According to the report for the committee meeting, 10 per cent of the proposed units in the residential towers would be affordable housing.

Staff say the plan with the Ottawa Sports and Entertainment Group will “make Lansdowne Park and the Lansdowne Park Partnership sustainable for the next fifty years.”

Staff say the city’s $332.6 million capital contribution for the project will be funded from the sale of air rights, debt funding and some capital budget funding for internal costs.  The city would borrow $239 million for the project.

“The annual debt servicing will be funded by the property tax uplift, ticket surcharge revenue from Lansdowne Park games and events, and waterfall distributions to the City.”

However, the Federation of Citizens’ Association of Ottawa is calling on the city to hold off on any decision about Lansdowne Park until after October’s election.

"The Federation of Citizens Associations (FCA) strongly believes that there needs to be broad public consultation on this $330 million plan involving the City's 40 acre park that includes major city assets, including a stadium, arena, heritage buildings, and parkspace, as well as the commercial developments that Lansdowne 1.0 created,” said FCA president Alex Cullen.

“To this end we believe that FEDCO and Council should defer this report to the new City Council in 2023 and direct staff to develop an extensive public consultation on these proposals.”

The association says the recommendations from city staff for the project are “premature” without the opportunity for public consultations on whether it’s the right plan for Lansdowne Park.

“It is important to remember that this Council is at the end of its term, and in 2 months time will become a legal 'lame duck' Council, with limited ability to make significant financial decisions,” Cullen said.

“It would make sense, then, to take the time to engage in broad public consultation with the taxpayers of Ottawa on these proposals before decisions are made. And to let the new City Council make these decisions.”

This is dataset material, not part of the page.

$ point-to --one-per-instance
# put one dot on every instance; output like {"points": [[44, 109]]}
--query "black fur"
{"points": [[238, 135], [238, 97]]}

Neil Saravanamutto asked the committee why it's rushing a decision on Lansdowne.

"The people of Ottawa were promised an urban village, and with a few exceptions what OSEG gave us was essentially an urban big box mall," Saravanamutto said.

"Now OSEG has been losing money on Lansdowne because it is a fundamentally flawed design, and Lansdowne 2.0 is proposing to give us more of the same experience.

"We are doubling down on a failed strategy."

June Creelman of the Glebe Community Association urged the city to take its time to get the Lansdowne plan right.

"If we didn't turn out the way we wanted the first time entirely, let's take the time to really get it right. There is an opportunity to make it better."

Coun. Shawn Menard, who is seeking re-election in Capital Ward, said earlier this week that the future of Lansdowne Park should be debated during the election campaign.

“I think there are a lot of good ideas in here and a lot of questions, too,” Menard said.